Safety for the environment is probably implicit here as well, but the focus should be on the people who may come in contact with large amounts of synthetic DNA used to encode information as a data storage medium.

The idea of using DNA as a digital storage medium is not new. Two papers are listed below but there are many others.

Recently the concept has been further highlighted by the news of a "movie" being encoded using CRISPR-Cas. A Harvard University video explains the process:

In this video, Wyss Institute and Harvard Medical School researchers George Church and Seth Shipman explain how they engineered a new CRISPR system-based technology that enables the chronological recording of digital information, like that representing still and moving images, in living bacteria. Credit: Wyss Institute at Harvard University

For more information, please visit: https://wyss.harvard.edu/taking-cells...

below: a GIF showing the original data, and the "movie" interpreted from the recording in DNA. From the Los Angeles Times:

enter image description here

DNA DVR? Scientists have uploaded a short movie of a galloping horse into the DNA of living bacteria and were able to retrieve it with a 90% success rate. (Seth Shipman)
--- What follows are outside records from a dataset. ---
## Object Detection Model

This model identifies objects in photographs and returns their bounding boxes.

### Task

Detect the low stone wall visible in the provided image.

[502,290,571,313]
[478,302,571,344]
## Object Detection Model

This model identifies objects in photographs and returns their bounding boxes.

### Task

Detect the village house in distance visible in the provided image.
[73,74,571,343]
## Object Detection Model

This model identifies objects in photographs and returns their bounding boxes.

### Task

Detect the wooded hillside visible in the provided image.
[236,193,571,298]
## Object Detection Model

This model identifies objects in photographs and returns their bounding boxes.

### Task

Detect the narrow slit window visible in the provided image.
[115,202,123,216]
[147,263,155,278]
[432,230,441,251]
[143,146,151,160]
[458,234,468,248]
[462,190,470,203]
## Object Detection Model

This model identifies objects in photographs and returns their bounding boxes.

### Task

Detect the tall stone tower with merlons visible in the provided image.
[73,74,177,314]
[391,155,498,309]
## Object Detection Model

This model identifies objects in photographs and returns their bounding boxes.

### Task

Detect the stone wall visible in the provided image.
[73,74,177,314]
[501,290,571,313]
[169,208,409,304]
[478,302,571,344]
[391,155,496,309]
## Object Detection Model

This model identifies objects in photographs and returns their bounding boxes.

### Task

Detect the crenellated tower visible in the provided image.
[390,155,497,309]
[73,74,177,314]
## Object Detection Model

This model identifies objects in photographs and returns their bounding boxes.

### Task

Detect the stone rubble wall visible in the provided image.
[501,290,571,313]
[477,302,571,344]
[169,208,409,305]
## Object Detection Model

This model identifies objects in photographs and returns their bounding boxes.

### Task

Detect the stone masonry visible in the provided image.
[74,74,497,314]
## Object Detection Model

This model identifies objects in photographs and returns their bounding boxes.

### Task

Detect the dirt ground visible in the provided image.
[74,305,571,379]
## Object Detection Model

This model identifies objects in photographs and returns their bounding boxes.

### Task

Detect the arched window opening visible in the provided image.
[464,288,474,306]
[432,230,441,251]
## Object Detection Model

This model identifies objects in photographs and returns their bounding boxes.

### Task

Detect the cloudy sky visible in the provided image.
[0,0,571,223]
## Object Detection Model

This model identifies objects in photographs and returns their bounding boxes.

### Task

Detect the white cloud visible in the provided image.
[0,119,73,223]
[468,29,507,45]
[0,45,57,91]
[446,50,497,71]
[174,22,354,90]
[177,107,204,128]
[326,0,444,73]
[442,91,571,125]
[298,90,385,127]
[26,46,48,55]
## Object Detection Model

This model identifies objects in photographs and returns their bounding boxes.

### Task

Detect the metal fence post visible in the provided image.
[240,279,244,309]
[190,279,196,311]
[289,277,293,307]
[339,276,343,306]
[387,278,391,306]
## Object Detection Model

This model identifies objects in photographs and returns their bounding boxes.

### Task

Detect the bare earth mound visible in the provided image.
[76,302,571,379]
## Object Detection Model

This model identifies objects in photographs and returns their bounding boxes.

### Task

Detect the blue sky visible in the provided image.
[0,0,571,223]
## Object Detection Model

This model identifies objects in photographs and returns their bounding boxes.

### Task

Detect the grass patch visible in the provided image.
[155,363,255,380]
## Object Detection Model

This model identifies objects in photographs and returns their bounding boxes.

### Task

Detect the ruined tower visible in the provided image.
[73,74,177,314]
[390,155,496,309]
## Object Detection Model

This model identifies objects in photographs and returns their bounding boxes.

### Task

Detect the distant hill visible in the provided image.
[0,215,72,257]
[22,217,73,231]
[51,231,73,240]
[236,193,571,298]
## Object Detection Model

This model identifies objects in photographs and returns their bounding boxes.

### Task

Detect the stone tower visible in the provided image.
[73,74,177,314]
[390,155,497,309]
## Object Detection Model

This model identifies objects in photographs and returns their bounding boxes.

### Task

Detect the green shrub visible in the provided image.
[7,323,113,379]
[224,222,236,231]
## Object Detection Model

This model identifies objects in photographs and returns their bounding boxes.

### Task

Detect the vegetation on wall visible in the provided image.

The immediate application in the Harvard Wyss Institute work seems to be (based on my understanding of the video) in-situ data logging, where information relevant to an experiment is recorded in the DNA of cells involved in the experiment. So the use of a moving image is a way to bring home the key point of "chronological recording of digital information".

Other uses involve the DNA itself, stored outside of living cells, as simply a mass storage medium.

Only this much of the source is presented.